Translation Teams: Korean Literature
Although I was invited to the 18th Daesan Literary Award ceremony last Friday because of my occasional work for the Daesan Foundation in judging the literary quality of Korean literature translated into English, I didn't attend because I was too busy with the student essays that come up around this time of the semester and the various recurrent editing duties that I've taken on over the years, so I didn't have the opportunity of meeting Jean Bellemin-Noël and Choe Ae-young, the translating team who received this year's Daesan Literary Award for their translation of Yi In-seong's novel Wanting to Go Insane, Yet Unable (미쳐버리고 싶은, 미쳐지지 않는) from Korean into French: Interdit de Folie.
My loss.
But I read with interest Claire Lee's article for the Korea Herald, "French-Korean duo shares art of co-translating," because she interviewed the two translators and presented a summary of their working method:
Together, the two have developed an original, effective process of co-translating. First, Choe translates the entire Korean text to French, with a long list of footnotes that contain explanations of cultural context, synonyms of major words, and alternative ways of interpreting the text. Bellemin-Noël then revises the first draft and rewrites the text into more refined French, taking Choe's footnotes into consideration. Then the "talk" begins. "From this stage we wouldn't use my first translated draft at all," Choe said. "We'd discuss extensively comparing the original Korean text and the second translated version which has been revised by Dr. Bellemin-Noël, for the final copy that would compromise the two drafts."This description of their process interests me for its similarities and differences with the process that my wife Sun-Ae and I work through in our own translation efforts. Moreover, according to Claire Lee, "Bellemin-Noël has almost no knowledge of the Korean language," which I find quite heartening, personally, since I'm in the same position of ignorance. Anyway, our process is somewhat different. Sun-Ae has a doctorate in German literature but translates into serviceable English that gets better with each passing year. I rework her translation, trying to reword it with an ear to literary quality in English. Sun-Ae then reads my reworked version, checking for mistakes of understanding on my part, which she and I then discuss. Afterwards, I re-read the text carefully, listening for awkward expressions, which I rework. Sun-Ae re-reads after that, checking again that the translation remain true to the original Korean, and we discuss any difficulties.
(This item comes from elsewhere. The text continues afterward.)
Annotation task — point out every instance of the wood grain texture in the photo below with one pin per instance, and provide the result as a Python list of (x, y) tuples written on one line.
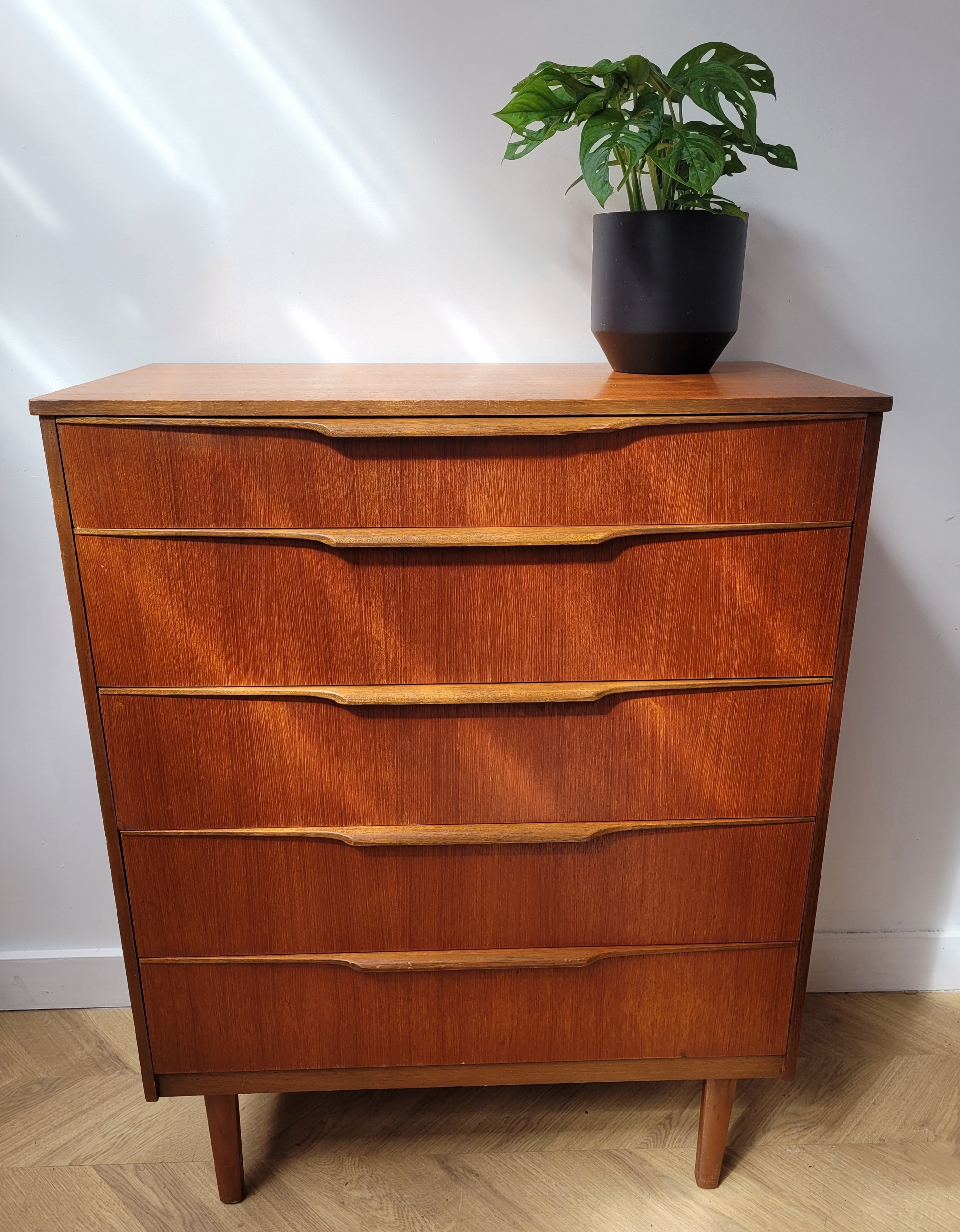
[(852, 587), (223, 1118), (463, 960), (450, 536), (717, 1103), (227, 763), (516, 1075), (434, 426), (182, 613), (468, 695), (447, 390), (301, 1017), (458, 836), (218, 896), (95, 727), (286, 477)]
Bellemin-Noël said though the two discuss their work in a "cheerful mood" 90 percent of the time, the mood can get very tense for the remaining 10 percent. "I try to keep the original context of the Korean text as much as possible while Dr. Bellemin-Noël brings the perspective of French readers," Choe explained. "This process requires a lot of compromising and tough decisions."
What strikes me as a significant difference between our method and theirs is the degree of informality to ours. I think that ours is less formal because we're a married couple and work five feet apart at desks facing one another, an arrangement that allows us to query each other any time either of us encounters a translation problem.
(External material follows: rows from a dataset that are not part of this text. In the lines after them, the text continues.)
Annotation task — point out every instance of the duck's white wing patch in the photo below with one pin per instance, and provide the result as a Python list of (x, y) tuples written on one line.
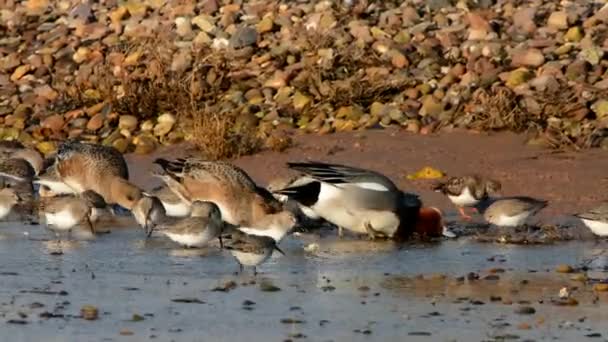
[(367, 186)]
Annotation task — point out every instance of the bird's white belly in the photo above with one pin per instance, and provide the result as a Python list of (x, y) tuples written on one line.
[(62, 220), (381, 221), (5, 210), (510, 221), (273, 231), (190, 240), (465, 199), (179, 209), (597, 227), (251, 259)]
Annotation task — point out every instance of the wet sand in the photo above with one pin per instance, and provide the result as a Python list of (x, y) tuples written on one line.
[(330, 289), (570, 180)]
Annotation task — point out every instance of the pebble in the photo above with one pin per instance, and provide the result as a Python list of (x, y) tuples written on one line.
[(313, 57)]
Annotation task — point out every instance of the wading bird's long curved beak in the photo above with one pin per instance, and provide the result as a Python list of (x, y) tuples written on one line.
[(148, 228), (278, 249)]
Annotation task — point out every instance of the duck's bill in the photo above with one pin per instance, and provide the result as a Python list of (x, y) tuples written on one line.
[(448, 233)]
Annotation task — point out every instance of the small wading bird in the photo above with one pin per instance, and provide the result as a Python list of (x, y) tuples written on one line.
[(62, 213), (510, 211), (250, 250), (359, 200), (84, 166), (197, 230), (596, 219), (467, 191), (240, 200)]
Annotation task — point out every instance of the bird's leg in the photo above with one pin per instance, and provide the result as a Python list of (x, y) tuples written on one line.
[(90, 224), (370, 231), (464, 215)]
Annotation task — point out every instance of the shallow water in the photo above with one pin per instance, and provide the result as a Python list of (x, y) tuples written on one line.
[(342, 290)]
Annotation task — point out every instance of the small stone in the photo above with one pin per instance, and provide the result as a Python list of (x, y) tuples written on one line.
[(20, 72), (267, 286), (529, 57), (265, 25), (563, 268), (182, 60), (147, 125), (592, 54), (121, 144), (46, 147), (144, 144), (46, 92), (162, 128), (600, 108), (525, 310), (183, 26), (398, 59), (518, 77), (300, 101), (81, 55), (574, 34), (244, 36), (54, 123), (89, 312), (278, 80), (204, 22), (600, 287), (128, 122), (96, 122), (558, 20), (430, 106), (136, 8)]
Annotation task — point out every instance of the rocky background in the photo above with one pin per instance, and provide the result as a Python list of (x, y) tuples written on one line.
[(235, 76)]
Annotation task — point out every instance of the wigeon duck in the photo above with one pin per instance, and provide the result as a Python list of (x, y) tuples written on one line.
[(359, 200), (596, 219), (510, 211), (63, 212), (467, 191), (103, 169), (241, 202), (249, 249)]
But we might have something to learn from the process that Choe and Bellemin-Noël pursue . . .
Labels: French, Korean Language, Korean Literature, Literary Criticism, Translation
3 Comments:
Oh. VERY interesting, Distinguished Colleagues.
A couple of questions:
1. Do you also contact the author via email, in case, asking him/her for some explanations?
2. When you finally send the translation to the publisher, do you list the major translation criterions, if there was something specific? In order to let him/her better understand your choices etc. (and perhaps avoid undue, catastrophic editings...)
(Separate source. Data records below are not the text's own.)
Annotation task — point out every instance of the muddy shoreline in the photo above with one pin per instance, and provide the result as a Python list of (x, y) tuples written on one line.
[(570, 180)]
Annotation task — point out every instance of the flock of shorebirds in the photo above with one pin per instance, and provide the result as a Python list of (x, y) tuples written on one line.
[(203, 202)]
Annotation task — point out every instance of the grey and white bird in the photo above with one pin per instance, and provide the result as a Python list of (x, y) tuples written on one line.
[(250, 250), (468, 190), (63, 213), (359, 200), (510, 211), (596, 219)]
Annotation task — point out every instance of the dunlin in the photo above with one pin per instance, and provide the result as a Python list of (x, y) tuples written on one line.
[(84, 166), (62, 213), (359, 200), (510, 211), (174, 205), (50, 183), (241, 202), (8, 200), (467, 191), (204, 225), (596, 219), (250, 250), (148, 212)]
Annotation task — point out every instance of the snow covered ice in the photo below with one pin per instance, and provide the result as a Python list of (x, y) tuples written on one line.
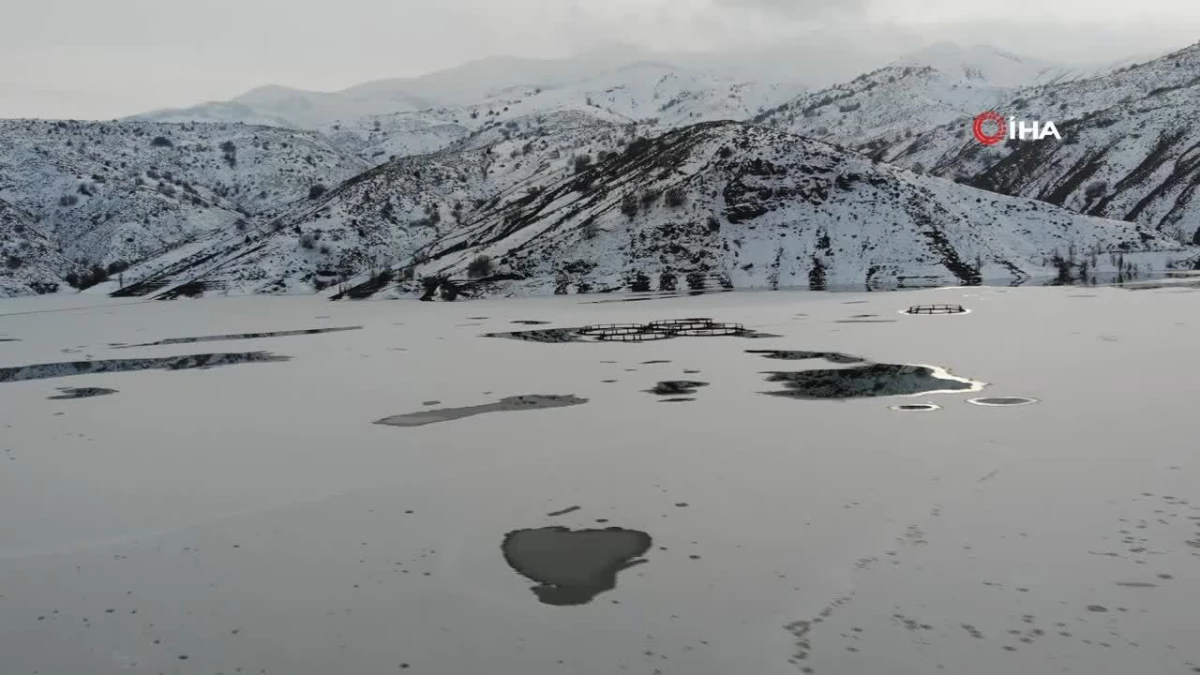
[(251, 518)]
Meanwhile, a further hint. Please excuse me if you maybe had already dealt with this/these subject/s, for I unfortunately cannot retrace all of your archive.
In 2001 the French Catholic publisher Bayard published a Bible (see
www.biblebayard.com)
which was translated in cooperation between scholars and writers. The former would provide the meaning/s of the text, the latter would render it in current French, each one according to his (/her?) own style. Afterwards, the scholar could point out mistakes etc., but the writers would have the last word.
As fas as I know, however, that Bible was not much appreciated. That kind of 'team work' was too 'dangerous' to be applied to the Holy Scripture, especially because the writers were unable to read Hebrew (and Greek?).
Dario, my wife sometimes contacts the author of a piece, but not in the case of our current translation, for Lee Gwang-su is entirely beyond reach.
As for publishers, we don't deal with them since we translate for a foundation.
As for the French Bible translation, I'd not heard of that, but there are many, many English translations of the Bible, including one very popular "Living Translation" that was modernized from an already existing English translation.